Your dataframe may contain less columns if your bank doesn’t provide that specific data in its CAMT.053 files.

Creating some useful plots

Now let’s see how we can use this data to create some nice looking graphs.

Account balance over time

By joining the balances and statements dataframes we can plot the account balance over time. A dropdown widget is used to select the account number. For each month, we’ll plot the mean balance.

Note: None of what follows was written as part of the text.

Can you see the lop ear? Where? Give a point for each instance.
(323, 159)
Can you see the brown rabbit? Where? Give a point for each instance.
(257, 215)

For obvious reasons I’m showing ficticious data.

@interact(iban=widgets.Dropdown(options=statements.IBAN.unique(), description='Account:'))
def plot_account_balance(iban):
    statement_balances = pd.merge(left=balances, right=statements, left_on=['FileName','Identification'], right_on=['FileName','Identification']).query('Code=="CLBD" & IBAN==@iban')
    statement_balances.loc[statement_balances['CreditDebitIndicator'] == 'DBIT', 'Amount'] *= -1

    xticks = [(y, m) for y, m in statement_balances.groupby([statement_balances.Date.dt.year, statement_balances.Date.dt.month]).size().index]
    xtick_labels = ["{}, {}".format(y, m) for y, _, m in statement_balances.groupby([statement_balances.Date.dt.year, statement_balances.Date.dt.month, statement_balances.Date.dt.month_name()]).size().index]
    
    ax = (statement_balances
        .groupby([statement_balances.Date.dt.year, statement_balances.Date.dt.month])['Amount'].mean()
        .plot(kind='line', figsize=(14,5))
    )
    ax.set_xticks(np.arange(0,len(xticks),1))
    ax.set_xticklabels(xtick_labels, rotation = 90)
    ax.set_xlabel(None)
    ax.yaxis.set_major_formatter(ticker.FormatStrFormatter("\u20ac%d"))
    
    plt.plot()

Income vs. expenses over time

To get an idea of one’s monthly income and expenses over time we can plot a grouped bar chart. We’ll use a dropdown widget to select the account number and a slider to select the date range.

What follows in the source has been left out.